Diagnosis of community acquired pneumonia in children usually involves x-rays, despite recommendations to limit their use by professional societies. In efforts to reduce radiation exposure from x-rays in children and reinforce guideline compliance, researchers from Ann & Robert H. Lurie Children’s Hospital of Chicago and colleagues developed a simple diagnostic model that accurately predicts whether patients are at high risk or low risk for community acquired pneumonia, eliminating the need for x-ray confirmation. Their findings were published in the journal Pediatrics.
Our predictive model for community acquired pneumonia is a critical step toward safely reducing radiation exposure in children. For patients who are determined to be at low risk for pneumonia, we can also avoid unnecessary antibiotic use.”
Sriram Ramgopal, MD, Lead Author, Emergency Medicine Physician, Lurie Children’s and Assistant Professor of Pediatrics, Northwestern University Feinberg School of Medicine
Dr. Ramgopal and colleagues statistically derived their model based on the clinical history, symptoms and x-ray results of 1,142 patients, aged 3 months to 18 years who were evaluated for suspicion of community acquired pneumonia. They found three key variables with the strongest predictive value for either high risk or low risk of pneumonia – increasing age, fever duration and decreased breath sounds upon exam with a stethoscope.

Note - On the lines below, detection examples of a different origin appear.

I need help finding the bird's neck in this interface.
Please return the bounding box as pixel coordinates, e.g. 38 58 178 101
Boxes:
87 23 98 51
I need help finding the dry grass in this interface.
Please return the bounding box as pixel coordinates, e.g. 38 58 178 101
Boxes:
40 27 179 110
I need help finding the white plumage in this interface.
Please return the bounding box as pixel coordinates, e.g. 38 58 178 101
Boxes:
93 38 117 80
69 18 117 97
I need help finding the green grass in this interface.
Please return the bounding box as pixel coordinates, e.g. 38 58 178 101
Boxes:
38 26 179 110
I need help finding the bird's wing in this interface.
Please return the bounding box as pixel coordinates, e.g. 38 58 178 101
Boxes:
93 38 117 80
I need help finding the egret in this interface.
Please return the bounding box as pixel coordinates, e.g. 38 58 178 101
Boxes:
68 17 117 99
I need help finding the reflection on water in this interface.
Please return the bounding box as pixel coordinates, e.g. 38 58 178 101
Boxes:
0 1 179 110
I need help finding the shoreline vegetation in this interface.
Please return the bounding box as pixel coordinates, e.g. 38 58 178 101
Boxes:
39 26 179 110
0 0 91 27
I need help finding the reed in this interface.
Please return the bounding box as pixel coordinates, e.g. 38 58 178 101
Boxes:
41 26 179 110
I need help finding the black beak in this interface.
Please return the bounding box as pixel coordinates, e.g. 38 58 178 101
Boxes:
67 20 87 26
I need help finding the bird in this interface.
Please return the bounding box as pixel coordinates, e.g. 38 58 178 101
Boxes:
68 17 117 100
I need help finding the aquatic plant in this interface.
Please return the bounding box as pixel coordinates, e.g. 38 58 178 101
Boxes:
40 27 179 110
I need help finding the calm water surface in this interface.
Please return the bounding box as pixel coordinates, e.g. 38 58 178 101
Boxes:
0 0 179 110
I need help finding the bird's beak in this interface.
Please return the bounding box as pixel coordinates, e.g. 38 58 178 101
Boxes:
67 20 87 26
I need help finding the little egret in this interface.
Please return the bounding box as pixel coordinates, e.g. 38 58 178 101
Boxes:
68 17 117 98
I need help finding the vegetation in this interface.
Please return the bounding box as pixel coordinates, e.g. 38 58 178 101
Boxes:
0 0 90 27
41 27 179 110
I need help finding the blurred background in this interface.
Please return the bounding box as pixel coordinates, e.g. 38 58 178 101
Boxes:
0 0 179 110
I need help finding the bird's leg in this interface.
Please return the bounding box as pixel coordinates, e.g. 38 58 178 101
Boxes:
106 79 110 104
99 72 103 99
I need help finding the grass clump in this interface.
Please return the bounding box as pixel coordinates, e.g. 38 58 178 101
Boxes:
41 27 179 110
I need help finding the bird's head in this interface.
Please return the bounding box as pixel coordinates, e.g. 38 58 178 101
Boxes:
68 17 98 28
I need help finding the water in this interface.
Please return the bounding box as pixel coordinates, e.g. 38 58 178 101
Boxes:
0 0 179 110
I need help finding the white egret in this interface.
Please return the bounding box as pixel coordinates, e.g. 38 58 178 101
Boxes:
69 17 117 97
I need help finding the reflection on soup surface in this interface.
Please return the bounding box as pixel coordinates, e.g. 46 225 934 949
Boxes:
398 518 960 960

“Since our model does not rely on lab results, it may allow for broader implementation in the primary care setting,” said senior author Todd Florin, MD, MSCE, Director of Research in Emergency Medicine at Lurie Children’s and Associate Professor of Pediatrics at Northwestern University Feinberg School of Medicine. “If validated by other centers, this model could be implemented using an online calculator of risk or through clinical decision support tools that can be embedded in the electronic medical record.”
Ramgopal, S., et al. (2021) A Prediction Model for Pediatric Radiographic Pneumonia. Pediatrics. doi.org/10.1542/peds.2021-051405.